Ora, al di là delle diatribe di natura politica e della facile propaganda, che non si intende esaminare in questo breve contenuto, resta un’evidenza di duplice natura: sociale e forse giuridica.

Il progetto di riqualificazione lavorativa annunciata dal nuovo governo non può prescindere dalla reale contingenza economica che investe la Repubblica e il contenente Europa non solo come spazio fisco, ma anche come sistema organizzativo della società.

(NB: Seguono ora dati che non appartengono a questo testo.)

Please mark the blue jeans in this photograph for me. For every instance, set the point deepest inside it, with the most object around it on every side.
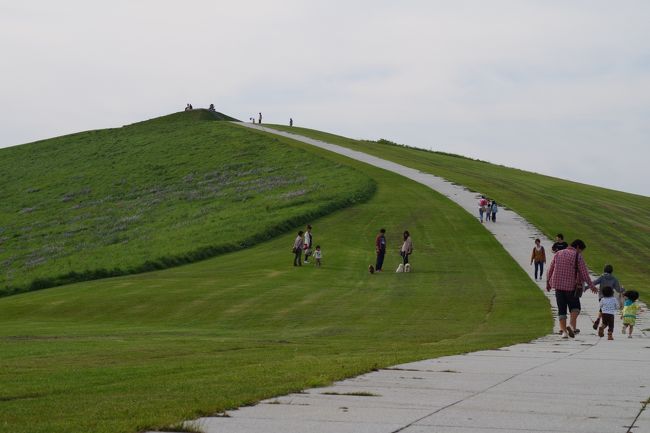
(565, 300)
(380, 260)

Pertanto, la prima emergenza è di natura sociale, sussumibile sotto la voce della tutela dell’ordine pubblico.

Il secondo aspetto che è necessario osservare ha un riflesso giuridico, e segnatamente un file rouge con l’articolo 3 della Costituzione, laddove si enunciano i principi di eguaglianza e solidarietà.

Beninteso, l’accezione che qui si intende considerare come utile per la trattazione, attiene certamente al fondamentale compito attribuito dai padri costituenti alla Repubblica nella rimozione degli ostacoli, che si traducono per taluni consociati in una situazione di oggettivo svantaggio come effetto naturale e prevedibile della precarietà.

Pertanto, secondo brocardo latino: ubi societas, ibi ius – ogni società non può che fondarsi sul diritto, non può che esservi alcuna società civile che non avverta la necessità di regolamentarsi.

Quindi il diritto, come affermazione del potere dello Stato il quale invero dispone di tutti i mezzi coercitivi necessari, non può prescindere dal considerare che, nonostante tutti gli sforzi il percorso evolutivo storico, assai risalente anche in epoca antecedente all’unità d’Italia restituiscono ancora regioni con redditi fortemente disomogenei.

A parere di chi scrive, i risultati elettorali delle elezioni politiche scorse rappresentano la cartina tornasole di una questione meridionale irrisolta, che si alterna nelle agende di ogni consiglio dei ministri.

Si osserva, altresì, come taluni aspetti critici già evidenziati da Massimo Severo Giannini nel suo rapporto trasmesso alla camera il 16 novembre 1979 siano tuttora di non facile soluzione oltre che di drammatica attualità.